Hun Sen’s move to add $5 to the new monthly wage is “just an attempt to calm the workers down,” he added.
LAC deputy chairman and GMAC representative Nang Sothy meanwhile said that employers will reluctantly agree to pay the new wage, though increased costs may force 30 to 50 factories to close next year, with at least 50,000 workers laid off, he said.
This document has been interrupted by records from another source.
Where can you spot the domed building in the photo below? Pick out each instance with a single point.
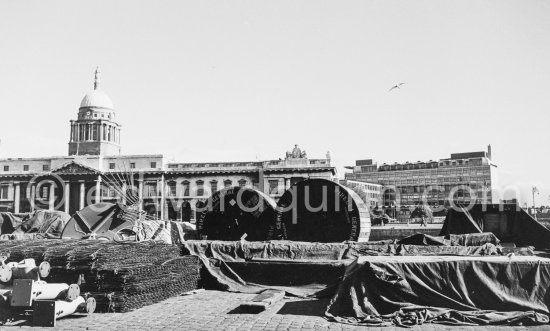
(95, 171)
(95, 132)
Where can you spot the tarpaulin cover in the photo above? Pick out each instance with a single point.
(48, 223)
(446, 289)
(170, 232)
(509, 223)
(473, 239)
(302, 268)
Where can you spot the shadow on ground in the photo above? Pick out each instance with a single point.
(304, 308)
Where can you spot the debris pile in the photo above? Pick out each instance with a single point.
(121, 277)
(24, 294)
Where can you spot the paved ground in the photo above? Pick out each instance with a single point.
(213, 310)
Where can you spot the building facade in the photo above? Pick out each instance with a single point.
(94, 171)
(371, 193)
(463, 178)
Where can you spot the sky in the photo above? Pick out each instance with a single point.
(203, 81)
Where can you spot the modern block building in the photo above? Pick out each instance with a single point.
(370, 193)
(95, 171)
(463, 178)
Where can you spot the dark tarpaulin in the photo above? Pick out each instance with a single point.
(46, 223)
(463, 290)
(300, 268)
(9, 222)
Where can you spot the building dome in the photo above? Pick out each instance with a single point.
(97, 98)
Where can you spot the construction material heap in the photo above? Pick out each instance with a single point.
(121, 277)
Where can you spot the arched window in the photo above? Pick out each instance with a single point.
(213, 186)
(171, 185)
(185, 184)
(200, 187)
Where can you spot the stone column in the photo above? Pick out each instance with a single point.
(16, 197)
(82, 195)
(66, 194)
(123, 196)
(163, 205)
(51, 196)
(140, 193)
(32, 197)
(98, 189)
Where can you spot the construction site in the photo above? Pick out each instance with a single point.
(487, 265)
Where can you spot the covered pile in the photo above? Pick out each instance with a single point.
(121, 277)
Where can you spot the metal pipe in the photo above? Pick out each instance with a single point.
(79, 305)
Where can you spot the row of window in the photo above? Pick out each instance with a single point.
(151, 188)
(112, 166)
(45, 167)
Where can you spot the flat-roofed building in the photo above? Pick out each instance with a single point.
(463, 178)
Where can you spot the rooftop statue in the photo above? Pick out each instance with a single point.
(296, 153)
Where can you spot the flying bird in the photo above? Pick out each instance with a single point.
(396, 86)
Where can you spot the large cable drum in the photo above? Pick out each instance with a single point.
(235, 213)
(320, 210)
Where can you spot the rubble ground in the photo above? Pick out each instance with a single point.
(215, 310)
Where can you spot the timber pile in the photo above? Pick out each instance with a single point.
(121, 277)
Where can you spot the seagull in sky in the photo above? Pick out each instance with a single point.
(396, 86)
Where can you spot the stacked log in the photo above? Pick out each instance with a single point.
(235, 213)
(320, 210)
(121, 277)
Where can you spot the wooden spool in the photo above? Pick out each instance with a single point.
(320, 210)
(235, 213)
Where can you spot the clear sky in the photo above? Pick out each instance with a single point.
(246, 80)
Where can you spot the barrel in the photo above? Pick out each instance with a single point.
(235, 213)
(320, 210)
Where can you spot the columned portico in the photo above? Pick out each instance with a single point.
(98, 189)
(51, 196)
(67, 194)
(17, 196)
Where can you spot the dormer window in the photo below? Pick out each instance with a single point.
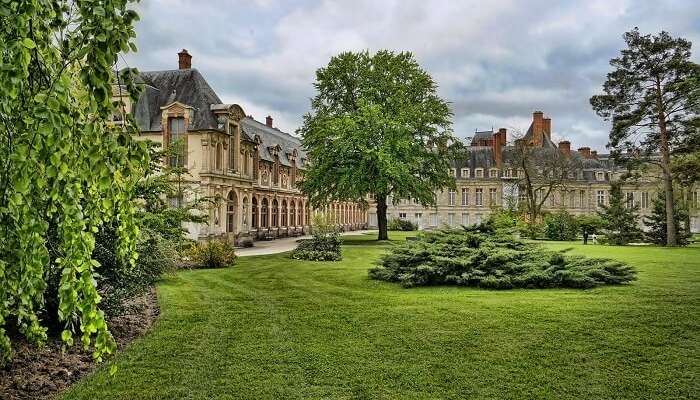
(177, 141)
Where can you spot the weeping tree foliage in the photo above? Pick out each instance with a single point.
(65, 170)
(651, 97)
(376, 127)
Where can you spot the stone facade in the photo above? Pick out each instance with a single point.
(487, 179)
(252, 167)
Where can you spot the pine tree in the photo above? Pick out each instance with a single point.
(620, 219)
(656, 223)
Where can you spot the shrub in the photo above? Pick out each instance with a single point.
(560, 226)
(397, 224)
(323, 246)
(213, 254)
(490, 258)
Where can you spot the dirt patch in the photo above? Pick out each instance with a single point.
(40, 373)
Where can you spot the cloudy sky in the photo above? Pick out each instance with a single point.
(495, 61)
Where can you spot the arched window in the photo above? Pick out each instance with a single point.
(263, 213)
(284, 213)
(219, 150)
(275, 212)
(244, 216)
(292, 213)
(254, 205)
(231, 205)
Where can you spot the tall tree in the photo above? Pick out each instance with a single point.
(619, 216)
(65, 168)
(650, 96)
(376, 128)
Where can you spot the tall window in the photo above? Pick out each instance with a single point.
(254, 209)
(275, 211)
(177, 141)
(284, 213)
(600, 197)
(263, 213)
(231, 212)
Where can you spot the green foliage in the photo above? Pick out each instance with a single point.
(493, 259)
(65, 168)
(620, 220)
(324, 245)
(213, 254)
(656, 223)
(376, 127)
(398, 224)
(560, 225)
(589, 224)
(651, 97)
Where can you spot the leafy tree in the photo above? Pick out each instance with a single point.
(560, 225)
(65, 169)
(620, 218)
(656, 223)
(651, 97)
(589, 224)
(376, 127)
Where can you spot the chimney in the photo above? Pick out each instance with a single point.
(537, 128)
(184, 59)
(547, 127)
(585, 152)
(499, 140)
(565, 147)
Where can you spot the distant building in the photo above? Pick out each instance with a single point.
(251, 166)
(487, 178)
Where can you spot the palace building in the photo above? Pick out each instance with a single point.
(488, 178)
(252, 167)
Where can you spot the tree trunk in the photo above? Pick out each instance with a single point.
(381, 217)
(671, 239)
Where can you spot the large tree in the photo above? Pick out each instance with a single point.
(376, 128)
(650, 96)
(65, 169)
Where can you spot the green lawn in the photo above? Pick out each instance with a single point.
(271, 327)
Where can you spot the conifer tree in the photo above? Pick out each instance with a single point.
(620, 218)
(656, 223)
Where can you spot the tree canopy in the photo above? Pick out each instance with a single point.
(66, 169)
(376, 128)
(651, 97)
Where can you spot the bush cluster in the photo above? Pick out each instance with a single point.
(213, 254)
(482, 256)
(397, 224)
(322, 247)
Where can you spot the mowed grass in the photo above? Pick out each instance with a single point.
(273, 328)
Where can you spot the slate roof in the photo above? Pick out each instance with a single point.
(186, 86)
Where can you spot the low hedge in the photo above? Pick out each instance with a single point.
(481, 256)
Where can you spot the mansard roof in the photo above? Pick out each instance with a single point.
(186, 86)
(272, 137)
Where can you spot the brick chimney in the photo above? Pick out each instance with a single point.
(184, 59)
(565, 147)
(537, 128)
(499, 140)
(547, 128)
(585, 152)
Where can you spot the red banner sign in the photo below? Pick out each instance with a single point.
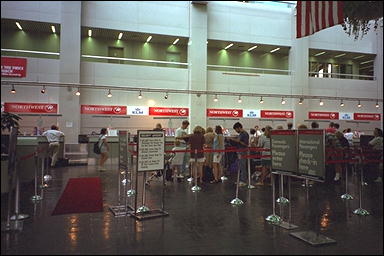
(42, 108)
(100, 109)
(213, 112)
(276, 114)
(367, 116)
(13, 67)
(324, 115)
(155, 111)
(311, 132)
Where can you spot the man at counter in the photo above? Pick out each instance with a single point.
(181, 132)
(53, 136)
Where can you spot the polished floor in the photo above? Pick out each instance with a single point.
(201, 222)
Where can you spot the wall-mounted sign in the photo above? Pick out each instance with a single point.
(345, 116)
(13, 67)
(138, 110)
(213, 112)
(155, 111)
(367, 116)
(42, 108)
(277, 114)
(251, 113)
(106, 110)
(323, 115)
(283, 150)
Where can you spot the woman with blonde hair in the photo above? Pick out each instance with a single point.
(218, 144)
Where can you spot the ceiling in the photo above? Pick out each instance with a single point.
(34, 26)
(348, 55)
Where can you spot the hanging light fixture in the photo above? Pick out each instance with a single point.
(13, 91)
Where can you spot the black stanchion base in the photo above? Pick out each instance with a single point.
(313, 238)
(119, 211)
(149, 214)
(287, 225)
(13, 226)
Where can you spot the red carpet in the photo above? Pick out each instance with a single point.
(80, 195)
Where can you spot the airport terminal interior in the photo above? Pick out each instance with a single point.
(190, 127)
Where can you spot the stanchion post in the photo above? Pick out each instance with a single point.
(237, 201)
(195, 188)
(360, 211)
(249, 171)
(282, 199)
(273, 219)
(36, 197)
(346, 196)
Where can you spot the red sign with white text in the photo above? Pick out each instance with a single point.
(323, 115)
(100, 109)
(155, 111)
(42, 108)
(276, 114)
(367, 116)
(13, 67)
(213, 112)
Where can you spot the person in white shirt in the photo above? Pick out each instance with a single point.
(179, 133)
(349, 136)
(177, 160)
(53, 136)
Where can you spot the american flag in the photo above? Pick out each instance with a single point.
(313, 16)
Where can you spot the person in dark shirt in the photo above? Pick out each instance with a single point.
(197, 141)
(241, 143)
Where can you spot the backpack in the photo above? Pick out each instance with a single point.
(96, 148)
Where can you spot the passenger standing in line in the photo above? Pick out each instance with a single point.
(208, 137)
(53, 136)
(242, 143)
(265, 142)
(315, 125)
(104, 149)
(196, 140)
(180, 134)
(218, 144)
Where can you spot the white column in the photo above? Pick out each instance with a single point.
(70, 43)
(197, 60)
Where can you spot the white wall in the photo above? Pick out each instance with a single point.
(157, 17)
(253, 23)
(43, 11)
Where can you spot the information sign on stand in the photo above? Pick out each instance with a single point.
(150, 157)
(121, 209)
(283, 150)
(311, 153)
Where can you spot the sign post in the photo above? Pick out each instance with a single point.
(150, 157)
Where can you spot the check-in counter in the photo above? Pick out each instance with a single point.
(27, 145)
(113, 144)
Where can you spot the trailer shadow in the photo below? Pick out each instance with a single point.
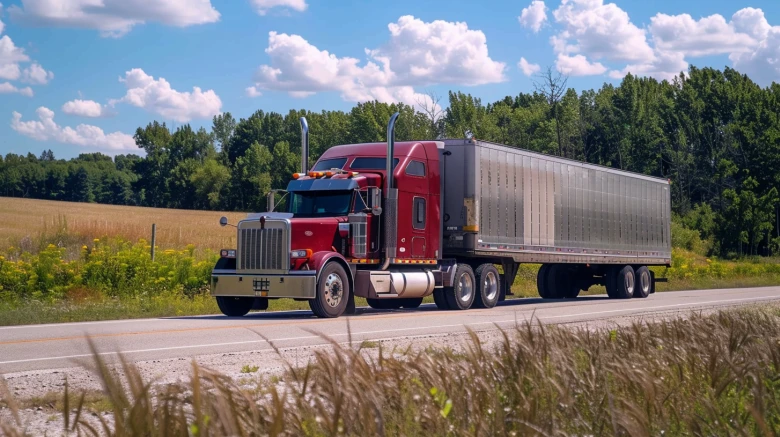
(367, 311)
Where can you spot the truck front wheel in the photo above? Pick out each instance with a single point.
(462, 294)
(332, 294)
(235, 306)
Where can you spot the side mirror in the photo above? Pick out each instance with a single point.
(375, 200)
(270, 201)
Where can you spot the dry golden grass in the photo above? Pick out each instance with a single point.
(29, 218)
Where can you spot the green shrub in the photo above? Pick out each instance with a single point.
(114, 268)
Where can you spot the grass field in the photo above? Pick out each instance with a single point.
(29, 222)
(704, 375)
(63, 261)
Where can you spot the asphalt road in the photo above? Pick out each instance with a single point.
(54, 346)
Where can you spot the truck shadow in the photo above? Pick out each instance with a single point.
(367, 311)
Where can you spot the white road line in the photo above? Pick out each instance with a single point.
(418, 328)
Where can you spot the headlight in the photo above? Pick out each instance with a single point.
(302, 253)
(227, 253)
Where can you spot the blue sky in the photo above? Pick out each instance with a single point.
(57, 51)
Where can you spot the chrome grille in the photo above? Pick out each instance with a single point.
(262, 249)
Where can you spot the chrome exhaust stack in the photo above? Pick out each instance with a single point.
(304, 146)
(391, 198)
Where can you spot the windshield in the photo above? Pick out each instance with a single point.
(320, 203)
(327, 164)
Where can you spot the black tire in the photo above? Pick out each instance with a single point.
(488, 286)
(332, 294)
(385, 304)
(440, 300)
(461, 295)
(644, 282)
(626, 282)
(610, 279)
(235, 306)
(541, 281)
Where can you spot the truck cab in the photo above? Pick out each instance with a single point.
(343, 224)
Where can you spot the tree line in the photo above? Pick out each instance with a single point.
(715, 134)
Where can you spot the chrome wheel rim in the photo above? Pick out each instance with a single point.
(333, 289)
(466, 287)
(491, 286)
(645, 282)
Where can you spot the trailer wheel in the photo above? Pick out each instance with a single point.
(626, 282)
(384, 304)
(461, 296)
(644, 282)
(440, 300)
(610, 281)
(489, 288)
(332, 294)
(541, 281)
(235, 306)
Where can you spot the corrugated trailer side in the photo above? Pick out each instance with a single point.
(501, 201)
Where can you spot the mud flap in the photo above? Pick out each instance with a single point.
(350, 304)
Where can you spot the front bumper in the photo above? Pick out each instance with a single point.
(296, 284)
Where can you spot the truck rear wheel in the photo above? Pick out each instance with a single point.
(489, 288)
(235, 306)
(644, 282)
(461, 295)
(332, 294)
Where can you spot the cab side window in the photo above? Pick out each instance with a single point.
(418, 215)
(415, 168)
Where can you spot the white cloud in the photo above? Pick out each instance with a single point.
(84, 108)
(600, 31)
(708, 36)
(7, 88)
(252, 91)
(762, 64)
(420, 54)
(578, 65)
(533, 16)
(263, 6)
(86, 136)
(11, 57)
(663, 67)
(527, 68)
(157, 96)
(114, 17)
(35, 74)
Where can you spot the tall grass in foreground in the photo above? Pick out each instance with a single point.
(709, 375)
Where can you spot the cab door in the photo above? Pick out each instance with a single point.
(413, 209)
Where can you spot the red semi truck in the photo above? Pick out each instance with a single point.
(440, 218)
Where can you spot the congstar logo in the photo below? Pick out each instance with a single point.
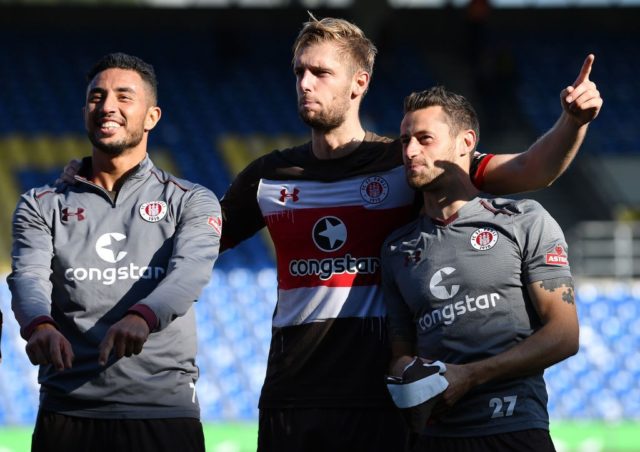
(110, 247)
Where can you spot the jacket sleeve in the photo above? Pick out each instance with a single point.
(32, 253)
(241, 212)
(195, 248)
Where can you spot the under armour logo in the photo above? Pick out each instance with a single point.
(284, 195)
(78, 214)
(412, 257)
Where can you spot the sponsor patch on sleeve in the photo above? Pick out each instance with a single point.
(558, 256)
(216, 224)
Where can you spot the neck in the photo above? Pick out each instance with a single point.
(110, 171)
(443, 202)
(338, 142)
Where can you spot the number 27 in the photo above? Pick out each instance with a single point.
(497, 404)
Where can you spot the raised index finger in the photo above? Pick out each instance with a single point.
(585, 70)
(105, 348)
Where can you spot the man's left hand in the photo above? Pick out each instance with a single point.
(582, 101)
(125, 338)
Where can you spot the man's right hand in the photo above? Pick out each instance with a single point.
(47, 345)
(69, 172)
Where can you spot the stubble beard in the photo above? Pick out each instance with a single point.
(327, 119)
(116, 148)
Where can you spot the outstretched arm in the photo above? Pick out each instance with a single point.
(556, 340)
(552, 153)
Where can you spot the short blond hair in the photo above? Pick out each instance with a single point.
(349, 38)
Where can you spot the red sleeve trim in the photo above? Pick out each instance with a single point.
(146, 313)
(27, 331)
(478, 176)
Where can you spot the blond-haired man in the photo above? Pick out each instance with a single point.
(328, 205)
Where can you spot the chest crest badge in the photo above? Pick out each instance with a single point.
(153, 211)
(484, 239)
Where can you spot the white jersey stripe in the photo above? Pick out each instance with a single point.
(385, 190)
(317, 304)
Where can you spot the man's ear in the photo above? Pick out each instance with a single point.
(152, 118)
(469, 141)
(360, 83)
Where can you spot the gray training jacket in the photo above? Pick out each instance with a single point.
(82, 261)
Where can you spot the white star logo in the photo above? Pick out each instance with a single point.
(329, 233)
(109, 248)
(440, 291)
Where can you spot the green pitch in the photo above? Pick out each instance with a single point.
(241, 437)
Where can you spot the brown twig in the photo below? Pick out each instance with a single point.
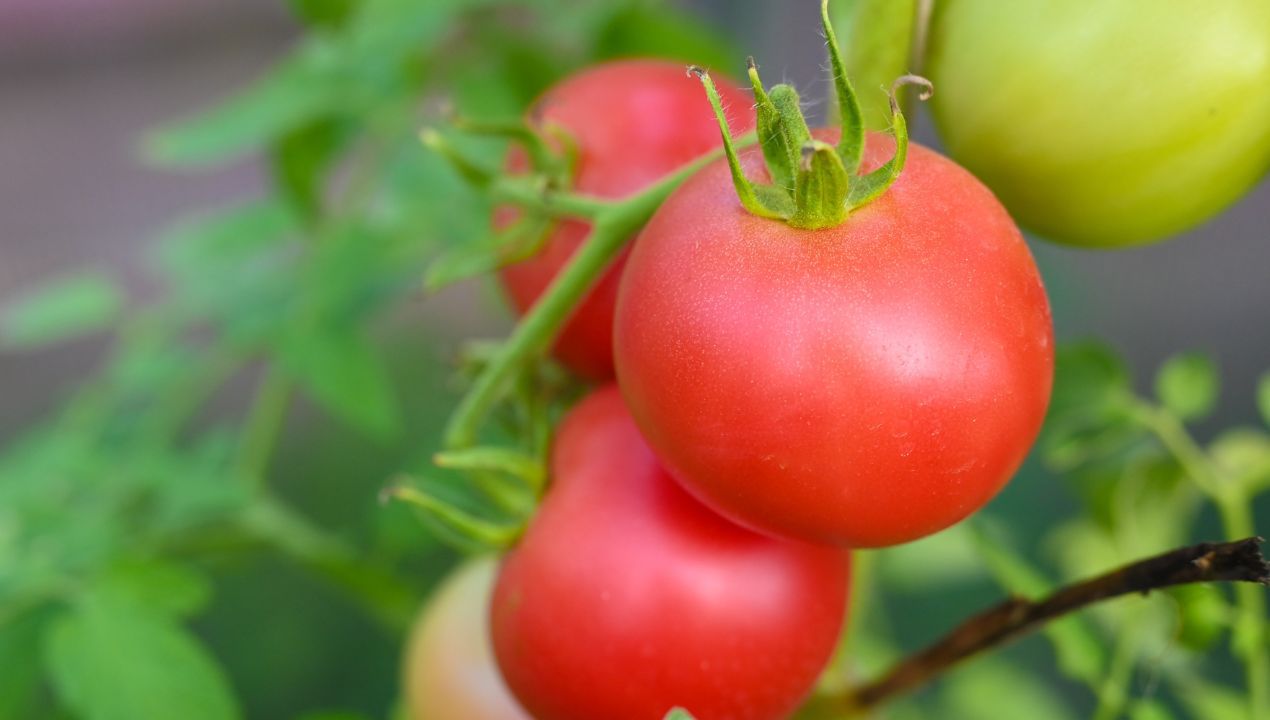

He added that he will ask the Ministry of Labor to “intervene” to lower taxes so that the factories can continue operations.
“We are prepared to ask for intervention to avoid any risks,” he said.
Strikes by Cambodian garment workers beginning late last year led to a deadly security crackdown in January and a ban on demonstrations, lifted only in July.
The clothing industry accounts for 52 percent of Cambodia’s total exports, according to an International Labor Organization (ILO) report in August.
Although it is one of the top 20 apparel producers in the world, Cambodia has among the lowest minimum monthly wages in the industry, the report said.
Reported by Tep Nimol for RFA’s Khmer Service. Translated by Samean Yun. Written in English by Richard Finney.